Physical characteristics
- • elevation: 600 ft (180 m)
- • location: Lake Superior
- • coordinates: 46°24′10″N 91°44′38″W﻿ / ﻿46.4027187°N 91.7438003°W
- Length: 43.9 mi (70.7 km)

Basin features
- GNIS: 1562037

= Bois Brule River =

The Bois Brule River (most often referred to as the Brule River) is located in Douglas County, Wisconsin, United States, near the county's eastern border with Bayfield County.
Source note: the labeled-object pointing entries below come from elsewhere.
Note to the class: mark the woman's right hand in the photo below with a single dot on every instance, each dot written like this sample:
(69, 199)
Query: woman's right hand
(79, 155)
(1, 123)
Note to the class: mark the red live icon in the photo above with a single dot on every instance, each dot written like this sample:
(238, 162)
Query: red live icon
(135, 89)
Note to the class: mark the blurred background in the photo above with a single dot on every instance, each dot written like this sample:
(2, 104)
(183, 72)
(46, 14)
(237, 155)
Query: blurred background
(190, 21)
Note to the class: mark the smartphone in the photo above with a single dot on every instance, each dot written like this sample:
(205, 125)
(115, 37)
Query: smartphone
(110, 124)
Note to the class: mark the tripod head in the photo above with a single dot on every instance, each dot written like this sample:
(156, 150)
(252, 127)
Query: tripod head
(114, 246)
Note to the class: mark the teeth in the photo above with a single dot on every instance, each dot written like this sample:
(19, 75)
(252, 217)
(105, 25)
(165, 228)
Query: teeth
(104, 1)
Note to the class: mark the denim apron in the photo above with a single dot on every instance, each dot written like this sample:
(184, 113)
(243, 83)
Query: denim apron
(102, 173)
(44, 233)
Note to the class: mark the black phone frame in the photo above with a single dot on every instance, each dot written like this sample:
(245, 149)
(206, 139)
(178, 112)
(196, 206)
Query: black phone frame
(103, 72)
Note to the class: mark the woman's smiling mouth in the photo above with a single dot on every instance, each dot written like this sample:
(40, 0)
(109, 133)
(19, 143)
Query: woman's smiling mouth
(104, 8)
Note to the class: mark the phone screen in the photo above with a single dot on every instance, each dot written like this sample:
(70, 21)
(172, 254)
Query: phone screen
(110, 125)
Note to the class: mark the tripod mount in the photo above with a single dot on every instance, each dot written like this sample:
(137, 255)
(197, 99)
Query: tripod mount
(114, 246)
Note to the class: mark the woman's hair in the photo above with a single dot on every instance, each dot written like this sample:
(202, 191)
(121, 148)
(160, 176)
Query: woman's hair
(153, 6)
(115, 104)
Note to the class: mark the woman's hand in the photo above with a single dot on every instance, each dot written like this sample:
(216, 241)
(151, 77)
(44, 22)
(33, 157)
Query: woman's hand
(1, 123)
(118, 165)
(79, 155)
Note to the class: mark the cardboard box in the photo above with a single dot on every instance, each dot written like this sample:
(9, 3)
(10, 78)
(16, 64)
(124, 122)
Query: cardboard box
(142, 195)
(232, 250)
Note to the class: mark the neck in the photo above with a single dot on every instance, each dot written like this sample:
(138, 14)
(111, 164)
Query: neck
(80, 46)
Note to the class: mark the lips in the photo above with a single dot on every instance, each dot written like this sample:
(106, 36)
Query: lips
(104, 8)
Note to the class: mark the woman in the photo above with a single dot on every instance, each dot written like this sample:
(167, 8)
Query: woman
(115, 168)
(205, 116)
The river is 43.9 mi long, with its source being in central Douglas County near Upper St. Croix Lake. It flows through the Brule River State Forest, and drains into Lake Superior.

The river is called Wiisaakode-ziibi ("a river through a half-burnt woods") in the Anishinaabe language, which was translated into French and incorporated into English. It was the site of the 1842 Battle of the Brule between the La Pointe Band of Ojibwe and a group of Dakota Sioux.

In 1928, United States President Calvin Coolidge maintained a summer residence, known as the "Summer White House", at the Cedar Island Lodge, located on the upper Bois Brule River. Since then, the property has been purchased by the founders of 3M, the Ordways.

The river is known for its trout fishing and white-water canoeing, and is revered by fly fishermen for its prolific mayfly and stone fly hatches. The Wisconsin Department of Natural Resources has a fish hatchery and a ranger station that operates the state forest and nearby campgrounds.